Dick Schoof leitete den niederländischen Inlandgeheimdienst und die Anti-Terror-Behörde. Jetzt soll der 67-jährige Spitzenbeamte die nächste Regierung in Den Haag anführen. Sein Vorgänger kann endlich aufatmen.
Die vier Koalitionsparteien in den Niederlanden haben sich auf einen Mann geeinigt, der ihre technokratisch geprägte Regierung anführen soll. Dabei handelt es sich um den früheren Geheimdienstchef und parteilosen Spitzenbeamten Dick Schoof.

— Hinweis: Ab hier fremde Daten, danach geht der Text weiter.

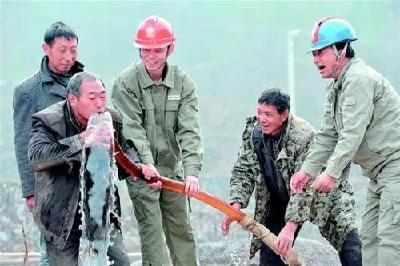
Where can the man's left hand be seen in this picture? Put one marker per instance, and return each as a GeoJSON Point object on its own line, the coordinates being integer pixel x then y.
{"type": "Point", "coordinates": [284, 241]}
{"type": "Point", "coordinates": [324, 183]}
{"type": "Point", "coordinates": [191, 185]}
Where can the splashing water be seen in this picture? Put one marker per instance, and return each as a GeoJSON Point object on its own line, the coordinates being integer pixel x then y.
{"type": "Point", "coordinates": [97, 192]}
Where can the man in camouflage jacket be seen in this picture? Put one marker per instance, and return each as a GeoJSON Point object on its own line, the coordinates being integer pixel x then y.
{"type": "Point", "coordinates": [287, 139]}
{"type": "Point", "coordinates": [361, 124]}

Der 67-Jährige ist derzeit Generalsekretär im Justizministerium und leitete zuvor drei Behörden, die für die rechte Regierungskoalition in Den Haag keine unwichtige Rolle spielen: den Inlandsgeheimdienst AIVD, die Nationale Koordinierungsstelle für Terrorismusbekämpfung sowie den sogenannten Einwanderungs- und Einbürgerungsdienst, der sich etwa um die Prüfung von Asylanträgen kümmert.

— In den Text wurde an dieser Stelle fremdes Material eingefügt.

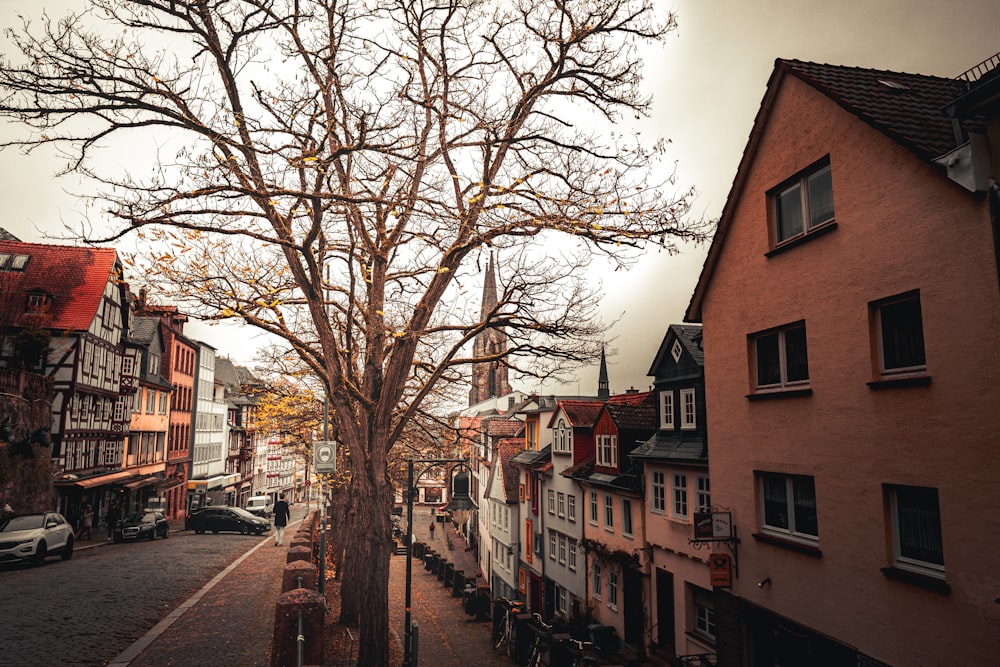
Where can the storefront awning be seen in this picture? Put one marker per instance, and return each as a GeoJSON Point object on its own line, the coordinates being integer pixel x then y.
{"type": "Point", "coordinates": [143, 482]}
{"type": "Point", "coordinates": [97, 480]}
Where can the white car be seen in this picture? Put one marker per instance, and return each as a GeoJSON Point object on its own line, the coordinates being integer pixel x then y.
{"type": "Point", "coordinates": [32, 537]}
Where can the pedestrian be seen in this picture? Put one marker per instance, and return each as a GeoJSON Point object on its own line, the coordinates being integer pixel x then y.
{"type": "Point", "coordinates": [281, 516]}
{"type": "Point", "coordinates": [86, 522]}
{"type": "Point", "coordinates": [112, 519]}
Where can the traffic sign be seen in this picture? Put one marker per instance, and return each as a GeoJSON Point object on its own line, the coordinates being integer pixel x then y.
{"type": "Point", "coordinates": [325, 456]}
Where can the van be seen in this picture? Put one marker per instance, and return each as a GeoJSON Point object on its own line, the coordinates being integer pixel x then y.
{"type": "Point", "coordinates": [260, 505]}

Experte für Sicherheit und Migration
Schoof ist also Experte für Fragen der Sicherheit und der Migration und dazu einer, der bisher politisch nicht sonderlich in Erscheinung getreten ist – damit scheint der designierte Ministerpräsident genau ins gewünschte Profil zu passen. «Dick Schoof hat eine tolle Erfolgsbilanz, ist überparteilich und damit über den Parteien, verfügt über Integrität und ist zudem sehr sympathisch», schwärmte am Dienstag Geert Wilders, der Chef der nationalistischen Partei für die Freiheit.
Wilders gewann die Parlamentswahl im November deutlich, verzichtete aber auf den Posten des Ministerpräsidenten, nachdem klargeworden war, dass ihn die anderen Parteien, mit denen er über Monate verhandelt hatte, niemals als Regierungschef akzeptieren würden. Mitte Mai gaben die Koalitionäre dann bekannt, sich auf ein Regierungsprogramm geeinigt zu haben, das vor allem härtere Einwanderungsregeln in den Fokus stellt. Wilders bezeichnet sie als die «schärfste Asyl-Politik aller Zeiten».

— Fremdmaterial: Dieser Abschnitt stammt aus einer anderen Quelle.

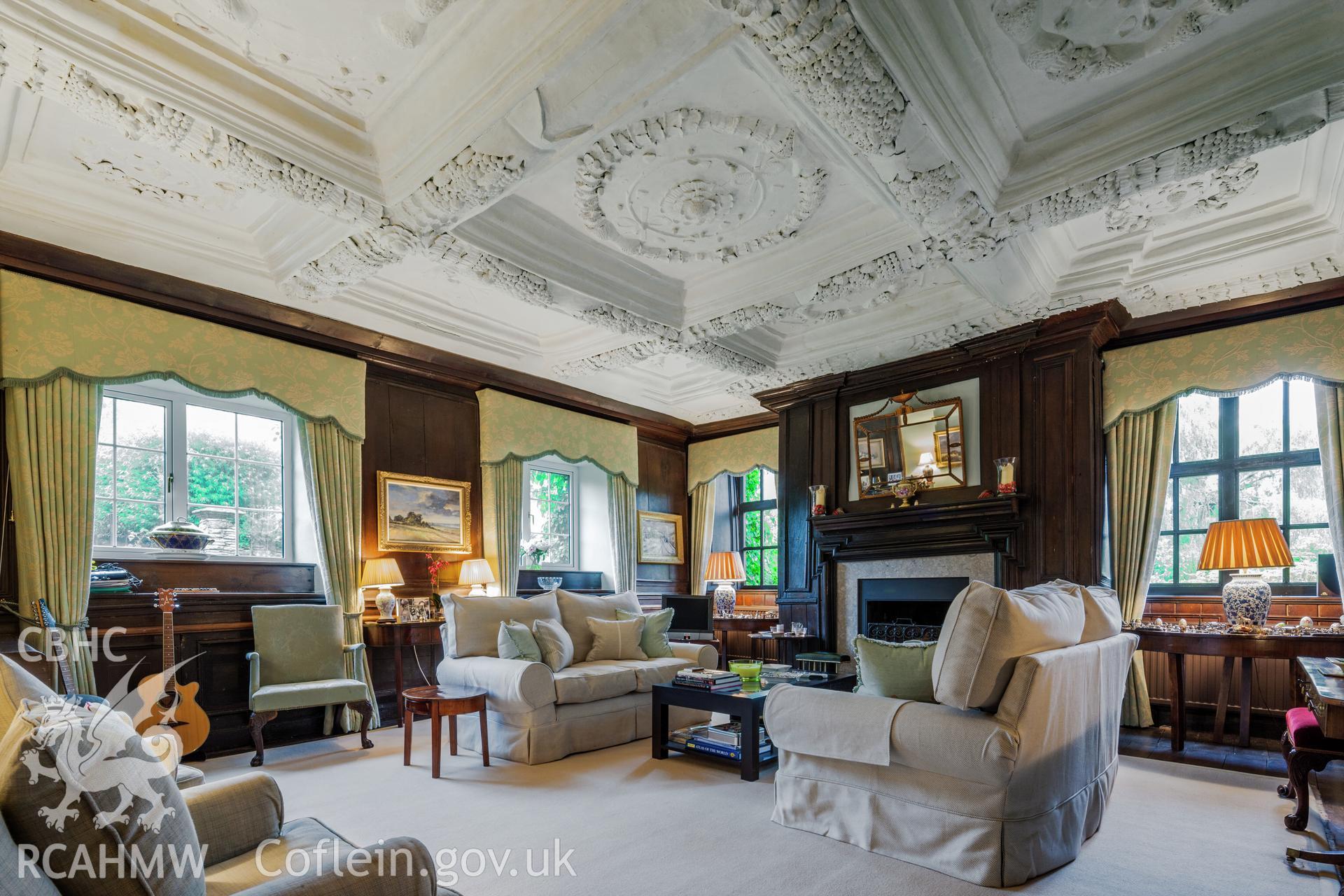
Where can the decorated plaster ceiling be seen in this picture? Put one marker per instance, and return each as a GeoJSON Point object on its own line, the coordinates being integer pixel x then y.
{"type": "Point", "coordinates": [678, 203]}
{"type": "Point", "coordinates": [1072, 39]}
{"type": "Point", "coordinates": [692, 184]}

Beschlossen wurde auch, eine Regierung zu bilden, die zur Hälfte aus Experten und zur Hälfte aus Parteipolitikern, keinesfalls aber aus Parteichefs bestehen würde. Wilders’ Wunschkandidat für die Spitze dieses Kabinetts war zunächst Robert Plasterk gewesen, ein Molekularbiologe und Unternehmer. Nachdem die Zeitung «NRC Handelsblad» jedoch aufgedeckt hatte, dass Plasterk beim Verkauf seines Biotech-Startups vor einigen Jahren Patentrechte verletzt hatte, musste die Personalie fallengelassen werden.
Bei einer Pressekonferenz am Dienstag in Den Haag bezeichnete Schoof seine Wahl als «unerwartet, aber nicht unlogisch». Er selber habe auch überrascht reagiert, als man ihn gefragt habe, ob er Ministerpräsident werden wolle. Er glaube aber, dank seiner Erfahrung im Staatsdienst den Niederländern gute Dienste leisten zu können.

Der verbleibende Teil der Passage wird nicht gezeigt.